The United States asserts among other grounds for dismissal that the case is barred by res judicata. As this Court previously determined, plaintiff may neither challenge his conviction and detention in this Court nor recover monetary damages from the participants of his criminal proceedings based on their official conduct. Bennett v. Stotler, Civ. Action No. 06-1635 (D.D.C., Sept. 17, 2007) (Bates, J.). Because the parties in this action are not identical to those in the earlier action, however, the Court will not apply the doctrine of res judicata. Instead, the Court finds that plaintiff is collaterally estopped from relitigating the jurisdictional issue.

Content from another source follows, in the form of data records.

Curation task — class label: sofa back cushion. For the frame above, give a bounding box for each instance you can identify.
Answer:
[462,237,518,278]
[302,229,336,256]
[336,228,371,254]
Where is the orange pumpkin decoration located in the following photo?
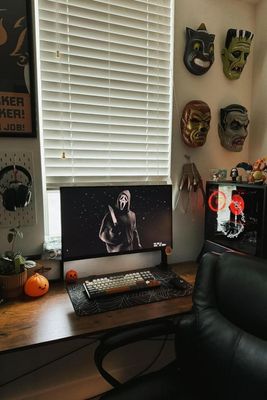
[66,269,78,283]
[24,273,49,297]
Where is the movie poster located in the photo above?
[0,0,36,137]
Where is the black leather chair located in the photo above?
[95,253,267,400]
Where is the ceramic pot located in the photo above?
[0,271,27,299]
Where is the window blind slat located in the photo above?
[38,0,173,188]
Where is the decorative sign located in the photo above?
[0,0,36,137]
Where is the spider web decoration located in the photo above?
[67,268,193,316]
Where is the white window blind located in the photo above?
[39,0,172,188]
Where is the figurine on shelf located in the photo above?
[237,157,267,184]
[230,168,238,182]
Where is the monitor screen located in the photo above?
[60,185,172,261]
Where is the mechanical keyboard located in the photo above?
[83,270,161,299]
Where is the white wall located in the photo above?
[172,0,255,261]
[0,0,267,400]
[249,0,267,162]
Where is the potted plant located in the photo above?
[0,226,27,298]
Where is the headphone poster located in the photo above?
[0,0,36,137]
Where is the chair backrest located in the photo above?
[176,252,267,400]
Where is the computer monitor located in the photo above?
[60,185,172,275]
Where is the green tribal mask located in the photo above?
[218,104,249,152]
[222,29,254,80]
[181,100,211,147]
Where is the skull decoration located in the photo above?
[118,193,128,211]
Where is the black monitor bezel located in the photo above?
[60,184,173,264]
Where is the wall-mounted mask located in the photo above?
[181,100,211,147]
[218,104,249,151]
[222,29,254,80]
[184,24,215,75]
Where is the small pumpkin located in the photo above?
[24,272,49,297]
[66,269,78,283]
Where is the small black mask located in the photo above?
[184,24,215,75]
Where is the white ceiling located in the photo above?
[243,0,261,4]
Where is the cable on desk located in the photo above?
[0,339,99,388]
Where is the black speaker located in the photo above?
[0,165,32,211]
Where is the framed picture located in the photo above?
[0,0,36,137]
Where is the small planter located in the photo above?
[0,271,27,299]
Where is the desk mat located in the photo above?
[67,267,193,316]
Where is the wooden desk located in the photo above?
[0,262,197,352]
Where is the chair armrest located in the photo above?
[94,320,175,387]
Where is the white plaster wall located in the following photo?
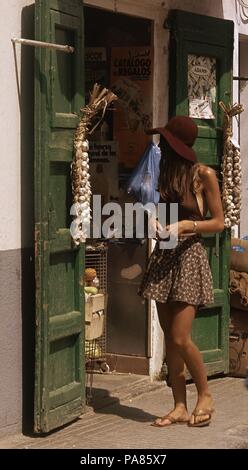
[240,37,248,237]
[0,0,33,250]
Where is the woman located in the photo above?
[140,116,224,427]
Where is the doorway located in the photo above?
[84,7,153,375]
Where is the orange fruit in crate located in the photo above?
[84,268,96,282]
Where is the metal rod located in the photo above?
[11,38,75,54]
[233,77,248,81]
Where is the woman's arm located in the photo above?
[167,166,224,239]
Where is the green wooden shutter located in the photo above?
[168,10,233,375]
[34,0,85,432]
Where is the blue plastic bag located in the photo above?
[127,142,161,205]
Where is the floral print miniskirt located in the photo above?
[138,235,214,306]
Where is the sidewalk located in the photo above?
[0,374,248,449]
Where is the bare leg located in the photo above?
[155,302,189,426]
[170,302,213,424]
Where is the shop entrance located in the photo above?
[84,7,153,374]
[34,0,152,433]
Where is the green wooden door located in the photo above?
[34,0,85,432]
[168,10,233,375]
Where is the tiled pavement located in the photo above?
[0,375,248,449]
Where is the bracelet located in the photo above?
[194,220,197,233]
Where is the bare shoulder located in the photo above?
[199,165,217,188]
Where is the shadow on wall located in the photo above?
[19,5,35,433]
[166,0,224,18]
[235,0,248,24]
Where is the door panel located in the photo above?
[34,0,85,432]
[166,10,233,374]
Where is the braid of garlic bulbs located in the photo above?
[220,102,243,228]
[70,84,117,245]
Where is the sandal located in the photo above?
[188,408,214,428]
[151,414,189,428]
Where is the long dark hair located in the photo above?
[158,136,195,202]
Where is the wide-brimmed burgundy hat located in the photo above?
[146,116,198,162]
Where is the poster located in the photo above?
[188,54,216,119]
[85,47,108,103]
[89,141,119,204]
[111,47,153,168]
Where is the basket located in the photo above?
[85,294,105,322]
[85,310,105,341]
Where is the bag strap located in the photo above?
[195,192,204,217]
[193,163,204,217]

In order for res judicata to apply, a defendant must show: (1) the identity of parties in both suits, (2) a judgment rendered by a court of competent jurisdiction, (3) a final judgment on the merits, and (4) an identity of the cause of action in both suits. Paley v. Estate of Ogus, 20 F. Supp. 2d 83, 87 (D.D.C. 1998).
Collateral estoppel or issue preclusion bars the relitigation of issues previously tried and decided in a court of competent jurisdiction. It "means simply that when an issue of ultimate fact has once been determined by a valid and final judgment, that issue cannot again be litigated between the same parties in any future lawsuit," Ashe v. Swenson, 397 U.S. 436, 443-44 (1970); accord Yamaha Corporation of America v. U.S., 961 F.2d 245, 254 (D.C. Cir. 1992); see McCord v. Bailey, 636 F.2d 606, 609 (D.C. Cir. 1980) cert. denied, 451 U.S. 983 (1981) (approving the raising of collateral estoppel by a defendant who was not a party or privy to the previous action). Collateral estoppel applies when "the precise issue of jurisdiction led to the initial dismissal." GAF Corp. v. U.S., 818 F.2d 901, 912 (D.C. Cir. 1987); accord Dozier v. Ford Motor Co., 702 F.2d 1189, 1191 (D.C. Cir. 1983). In view of Judge Bates' previous ruling, the Court concludes that plaintiff is procedurally barred from challenging his conviction in this Court.
To the extent that plaintiff is suing defendants Kennedy and Crawford in their personal capacities under Bivens v. Six Unknown Named Agents of Federal Bureau of Narcotics, 403 U.S. 388 (1971), those defendants rightly assert that plaintiff may not proceed under Bivens without first establishing that his conviction has been invalidated by "revers[al] on direct appeal, expunge[ment] by executive order, declar[ation of invalidity] by a state tribunal authorized to make such determination, or . . . a federal court's issuance of a writ of habeas corpus." Heck v. Humphrey, 512 U.S. 477, 486-87 (1994). Plaintiff has not made such a showing, nor could he credibly argue the point when his direct appeal of the criminal conviction is pending in the Ninth Circuit. See Kennedy's Motion to Dismiss, Ex. C. To the extent that plaintiff seeks injunctive relief against Kennedy and Crawford, Compl. at 10-11, the California-based defendants rightly argue that plaintiff has not shown how this Court could exercise personal jurisdiction over them under the District of Columbia's long-arm statute. See Kennedy's Memorandum In Support of Motion to Dismiss at 6-9.
For the foregoing reasons, the Court grants the United States' motion to dismiss pursuant to Rule 12(b)(6), and grants Kennedy and Crawford's motion to dismiss pursuant to Rule 12(b)(2) and (b)(6). A separate Order accompanies this Memorandum Opinion.